Yes, better. But let's look at this a bit deeper.

The loop looking for the space must stop when it finds the space. A for loop is not the best choice here. A while loop will stop just when you find the space

int namelength=strlen(wholename);    
FNs[i]=new char[20]; 
strcpy(FNs[i], "");

int j = namelength-1;
while( !isspace(wholename[j] )&&  j >= 0 )
    j--;
//add some test for j < 0, in case there's no space at all!
index=j;
strncat(FNs[i], wholename, index);

LNs[i] = new char[20];
index++;
for(k=0; k!=namelength-index; k++)
	LNs[i][k]=wholename[index++];
//or
do
{
     LNs[i][k++]=wholename[index++];
}while( wholename[index-1] != '\0' );  //loops till NULL copied

aight well i've got one more problem here.

the text file has a certain (random) number of spaces between the first (and initial if such is included) and last names i.e

"George               Washington"

so our method is giving me some trouble.
in particular

FNs[i]=new char[20];

			strcpy(FNs[i], "");
			int j=namelength-1;
			while(!isspace(wholename[j]) && j>=0)
				j--;
                                                //haven't included a space check yet
			index=j;
			strncat(FNs[i], wholename, index);

strcat is duplicating the entire contents of what was in wholename (the string "George Washington") into FNs

what am i missing?

aight fixed that. new question..
what is wrong with this:

while(i<50 && text.getline(wholename, SIZE) && (!strstr(wholename, SENTINEL)))
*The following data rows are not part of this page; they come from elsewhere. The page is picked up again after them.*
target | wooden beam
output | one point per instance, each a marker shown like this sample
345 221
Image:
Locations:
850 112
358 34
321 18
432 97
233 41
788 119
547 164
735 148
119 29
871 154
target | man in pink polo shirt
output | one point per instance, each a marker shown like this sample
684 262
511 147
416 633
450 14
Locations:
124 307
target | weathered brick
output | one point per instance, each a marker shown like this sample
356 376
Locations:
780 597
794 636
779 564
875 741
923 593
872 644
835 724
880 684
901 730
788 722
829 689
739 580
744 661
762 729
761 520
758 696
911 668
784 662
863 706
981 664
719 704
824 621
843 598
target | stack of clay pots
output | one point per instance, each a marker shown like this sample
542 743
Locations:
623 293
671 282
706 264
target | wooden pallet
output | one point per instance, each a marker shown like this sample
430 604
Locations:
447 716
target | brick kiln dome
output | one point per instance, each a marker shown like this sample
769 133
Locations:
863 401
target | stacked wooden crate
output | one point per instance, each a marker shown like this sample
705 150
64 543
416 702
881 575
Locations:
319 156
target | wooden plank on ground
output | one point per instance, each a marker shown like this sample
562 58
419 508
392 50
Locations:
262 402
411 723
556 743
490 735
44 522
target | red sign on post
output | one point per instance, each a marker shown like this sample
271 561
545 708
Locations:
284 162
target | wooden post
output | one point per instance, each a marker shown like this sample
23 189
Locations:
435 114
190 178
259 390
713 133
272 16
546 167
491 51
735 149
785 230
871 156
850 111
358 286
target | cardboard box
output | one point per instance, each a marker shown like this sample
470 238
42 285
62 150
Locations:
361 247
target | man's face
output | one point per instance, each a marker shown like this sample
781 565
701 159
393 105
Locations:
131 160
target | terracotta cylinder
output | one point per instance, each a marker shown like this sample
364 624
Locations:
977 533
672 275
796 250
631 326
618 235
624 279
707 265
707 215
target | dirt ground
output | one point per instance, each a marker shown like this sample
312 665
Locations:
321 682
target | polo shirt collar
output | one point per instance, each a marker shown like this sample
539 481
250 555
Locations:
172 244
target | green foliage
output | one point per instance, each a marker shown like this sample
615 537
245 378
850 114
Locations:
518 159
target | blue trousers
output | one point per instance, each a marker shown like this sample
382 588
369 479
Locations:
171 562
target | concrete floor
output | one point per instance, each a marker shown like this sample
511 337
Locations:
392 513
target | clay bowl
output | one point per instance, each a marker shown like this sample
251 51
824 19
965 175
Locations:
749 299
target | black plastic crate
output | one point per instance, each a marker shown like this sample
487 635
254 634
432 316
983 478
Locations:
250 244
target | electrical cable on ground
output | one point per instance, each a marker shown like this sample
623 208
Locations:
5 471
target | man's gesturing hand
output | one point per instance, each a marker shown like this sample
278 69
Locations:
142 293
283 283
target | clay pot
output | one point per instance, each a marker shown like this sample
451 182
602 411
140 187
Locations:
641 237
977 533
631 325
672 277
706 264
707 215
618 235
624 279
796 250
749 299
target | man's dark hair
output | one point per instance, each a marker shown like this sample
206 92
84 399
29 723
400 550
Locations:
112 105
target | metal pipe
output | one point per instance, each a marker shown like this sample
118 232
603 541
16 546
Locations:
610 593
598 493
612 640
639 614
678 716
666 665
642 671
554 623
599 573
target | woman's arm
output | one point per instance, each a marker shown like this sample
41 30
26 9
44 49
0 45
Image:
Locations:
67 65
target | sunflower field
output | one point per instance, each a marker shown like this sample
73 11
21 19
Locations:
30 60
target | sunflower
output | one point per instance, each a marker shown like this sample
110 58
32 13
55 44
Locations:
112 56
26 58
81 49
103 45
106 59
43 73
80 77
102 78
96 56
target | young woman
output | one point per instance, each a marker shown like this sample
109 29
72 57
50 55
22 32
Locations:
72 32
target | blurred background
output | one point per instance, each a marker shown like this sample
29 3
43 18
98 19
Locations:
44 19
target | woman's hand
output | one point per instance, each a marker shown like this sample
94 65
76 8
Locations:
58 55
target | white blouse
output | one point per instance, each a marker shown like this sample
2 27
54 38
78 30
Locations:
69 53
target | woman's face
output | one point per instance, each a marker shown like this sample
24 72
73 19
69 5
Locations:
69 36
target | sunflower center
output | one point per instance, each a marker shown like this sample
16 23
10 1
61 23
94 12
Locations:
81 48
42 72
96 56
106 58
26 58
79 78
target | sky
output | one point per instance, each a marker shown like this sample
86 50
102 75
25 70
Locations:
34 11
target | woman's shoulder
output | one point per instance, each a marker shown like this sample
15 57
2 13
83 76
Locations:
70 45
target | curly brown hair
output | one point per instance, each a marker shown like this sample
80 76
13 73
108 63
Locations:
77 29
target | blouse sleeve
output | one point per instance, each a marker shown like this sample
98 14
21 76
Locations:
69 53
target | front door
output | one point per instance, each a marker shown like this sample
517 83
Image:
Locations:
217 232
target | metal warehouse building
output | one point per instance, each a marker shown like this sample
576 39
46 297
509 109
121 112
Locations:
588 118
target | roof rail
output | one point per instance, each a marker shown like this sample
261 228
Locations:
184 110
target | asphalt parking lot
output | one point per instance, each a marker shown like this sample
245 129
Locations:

it goes through the first time around fine but on coming back to the top and reading a new name into it something goes wrong. SENTINEL being defined as "more" but that's not the problem because it is entering the while loop after that statement.
it's just apparently reading in something wrong (or nothing at all, because strlen=0). it just stops (messes up) a few lines after it enters..

I'm not sure without seeing more code. The basis of your loop should work, as this little demo shows:

#include <string>
#include <iostream>
using namespace std;

int main()
{
    char s[25] = "";
    int i = 0;
    char sentinel[] = "stop";

    while( i < 50 && cin.getline( s, 25 ) && (!strstr( s, sentinel ) ))
    {
        cout << s << endl;
        i++;
    }

    return 0;
}

The one situation I find it behaves badly is if there's an EOF condition in the same line as the input with the sentinel value, in the case of a file that would be the last line not having a terminal endline. That would not explain it reentering the loop and giving bad results. Please post a program with this problem, and a sample of the data.